The Likeness
- Author: Tana French
- Language: English
- Series: Dublin Murder Squad
- Genre: Mystery
- Publisher: Viking Penguin
- Publication date: 17 July 2008
- Publication place: Ireland
- Media type: Print (paperback)
- Pages: 466
- ISBN: 978-0143115625
- Dewey Decimal: 823/.92 22
- Followed by: Faithful Place

= The Likeness =

Book by Tana French

The Likeness is a 2008 mystery novel by Tana French. Set in Ireland, it is the second volume in French's Dublin Murder Squad series. The Likeness and In the Woods, the first book of the series, are the inspiration for the BBC and Starz's 2019 Dublin Murders, an eight-episode series.

== Plot summary ==
The story follows the efforts of detective Cassie Maddox to determine the circumstances surrounding the death of Lexie Madison, a young woman who is her doppelgänger. The dead woman not only resembles Cassie but also was living under an alias the detective used in an earlier undercover assignment. A senior police officer, Frank Mackey, convinces Cassie to impersonate the dead woman to investigate her death and to discover who she really was.

As the investigation proceeds, Cassie becomes consumed by her impersonation of the murder victim.

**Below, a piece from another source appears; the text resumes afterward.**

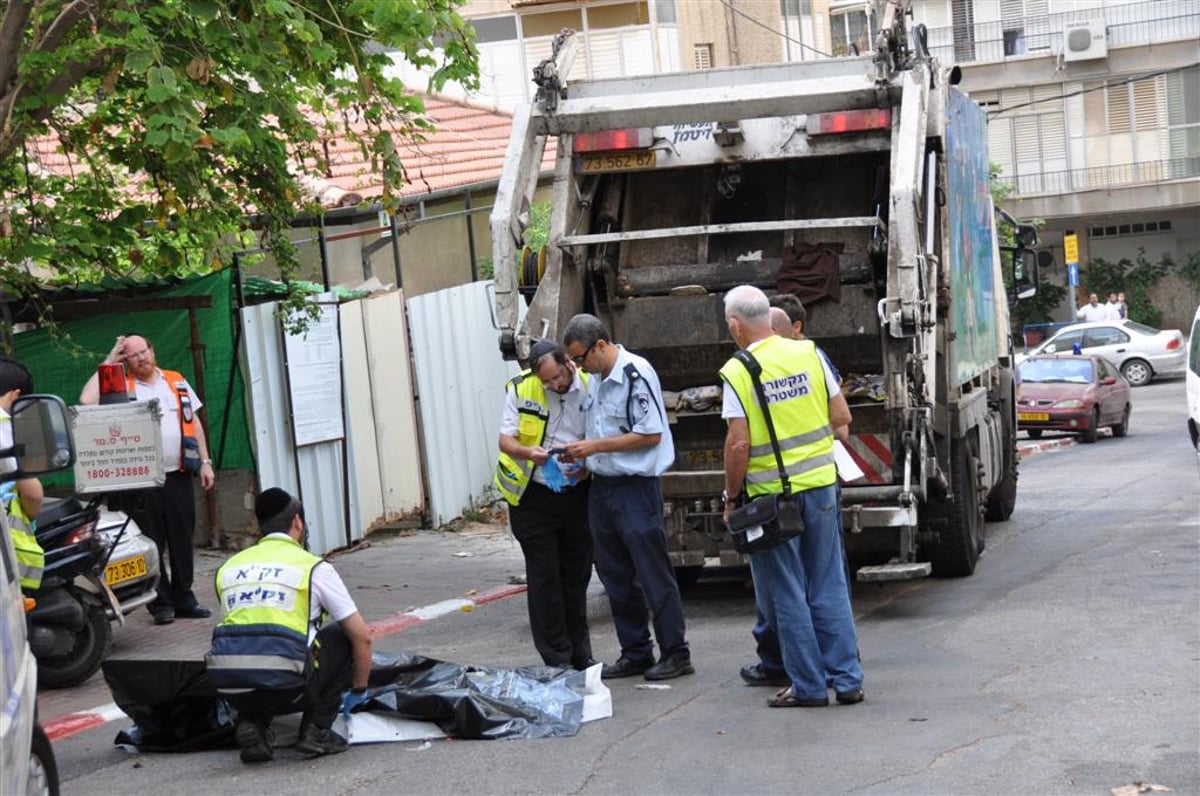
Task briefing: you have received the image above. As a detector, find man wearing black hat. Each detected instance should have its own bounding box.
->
[205,487,371,762]
[493,340,595,669]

She forms deep bonds with the dead girl’s four housemates, who are suspects in the murder. Boundaries begin to blur between Cassie's real and undercover identities.

== Continuity ==
Cassie Maddox was a character in French's 2007 In the Woods. Her partner in In the Woods, Adam "Rob" Ryan, is mentioned briefly in The Likeness. Frank Mackey appears in French's later novels Faithful Place (2010) and The Secret Place (2014).

== Critical reception ==
In 2009 the book was shortlisted for the first annual Ireland AM Crime Fiction Award.

The Irish Independent praised the "elegance and insight" of French's writing and described the book as "a brilliant thriller, beautifully written." Laura Miller of Salon.com included the book among the ten on the Salon Book Awards 2008, writing that "The hypnotic prose and eerie atmosphere conspire to make this ostensible mystery novel much, much more than it appears to be." In a more critical vein, Janet Maslin of The New York Times commented that French "could have achieved the same effects much more succinctly in a more tightly edited version of this same story. But Cassie herself remains a strong enough character to sustain interest."